01.01.70
Her third album and first for Jagjaguwar, shines, in part at least, thanks to a extraordinary backing band and production help from members of the Walkmen, Wye Oke, and Beirut. The scrappy crowd onstage last night was no match. The bass drawled along perfunctory roots as the drummer coughed up clattering delusion-pop cliché fills at just the wrong times, usually during Van Etten’s quietest, subtlest guitar parts. The three-in harmony was gilded only with the occasional decorative flourishes from an Omnichord and a ukulele, habituated to as texture rather than for their deeper musical possibilities.
And yet despite all that, there were moments when Van Etten seemed to tow air from a secret cavern, stretching words over long musical phrases with the vowels half swallowed, her gate the best instrument for mile s, shaping micro syllables. At those moments she recalls Chan Marshall or Look forward to Sandoval or even Thom Yorke.

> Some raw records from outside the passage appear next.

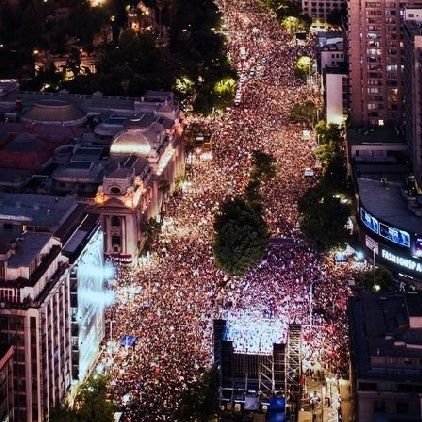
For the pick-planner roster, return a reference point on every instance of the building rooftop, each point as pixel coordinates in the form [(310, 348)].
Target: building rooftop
[(53, 111), (380, 328), (28, 248), (42, 211), (387, 202)]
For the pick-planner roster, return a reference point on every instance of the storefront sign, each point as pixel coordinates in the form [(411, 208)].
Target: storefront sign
[(410, 264)]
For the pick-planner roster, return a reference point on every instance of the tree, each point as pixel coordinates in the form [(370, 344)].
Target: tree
[(323, 219), (63, 414), (151, 229), (304, 112), (200, 402), (91, 404), (302, 67), (375, 280), (164, 188), (73, 61), (240, 236), (264, 165)]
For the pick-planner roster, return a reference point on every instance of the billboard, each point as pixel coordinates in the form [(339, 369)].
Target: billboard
[(400, 237), (417, 247), (392, 234), (369, 221)]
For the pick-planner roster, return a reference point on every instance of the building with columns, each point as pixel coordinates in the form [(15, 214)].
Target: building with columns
[(145, 152), (375, 44), (34, 318)]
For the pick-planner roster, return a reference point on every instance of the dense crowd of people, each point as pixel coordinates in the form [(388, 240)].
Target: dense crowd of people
[(169, 302)]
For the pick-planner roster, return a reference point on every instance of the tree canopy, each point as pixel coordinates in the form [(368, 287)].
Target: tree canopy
[(324, 212), (375, 280), (91, 404), (200, 402), (240, 238), (304, 112), (323, 219)]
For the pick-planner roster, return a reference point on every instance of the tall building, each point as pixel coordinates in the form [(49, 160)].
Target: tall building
[(88, 296), (35, 319), (386, 350), (375, 67), (412, 28), (321, 9)]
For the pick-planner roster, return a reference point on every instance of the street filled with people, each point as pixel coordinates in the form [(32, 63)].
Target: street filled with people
[(168, 302)]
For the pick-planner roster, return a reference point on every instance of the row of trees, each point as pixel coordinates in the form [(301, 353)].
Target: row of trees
[(289, 14), (324, 209), (91, 404), (193, 61), (241, 234)]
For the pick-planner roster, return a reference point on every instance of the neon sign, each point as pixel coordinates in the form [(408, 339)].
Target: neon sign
[(410, 264)]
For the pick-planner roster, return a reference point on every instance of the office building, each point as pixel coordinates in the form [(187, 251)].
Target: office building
[(386, 336), (375, 67), (35, 319), (321, 9), (7, 407), (412, 29)]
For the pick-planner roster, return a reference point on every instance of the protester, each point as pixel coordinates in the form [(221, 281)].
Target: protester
[(169, 302)]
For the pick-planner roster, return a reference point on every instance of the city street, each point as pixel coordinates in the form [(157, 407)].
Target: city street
[(184, 287)]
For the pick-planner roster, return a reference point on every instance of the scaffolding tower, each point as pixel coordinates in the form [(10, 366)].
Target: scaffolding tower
[(293, 360), (266, 375)]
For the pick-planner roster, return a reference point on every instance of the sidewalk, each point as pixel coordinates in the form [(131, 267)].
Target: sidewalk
[(334, 404)]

No surprise there’s echoes of the ‘90s: Van Etten was an intern for Ben Goldberg of Ba Da Bing Records (now her head), and Goldberg in turn is an indie vet who worked at Matador Records from 1998 to 2004, the glowing age of Chan Marshall. If Etten’s been a student of Cat Power, she seems also to share some of her the West End nerves; one hopes it won’t take her a decade to get over it. [Full disclosure: I wrote for Goldberg’s armoury and played on a Ba Da Bing album.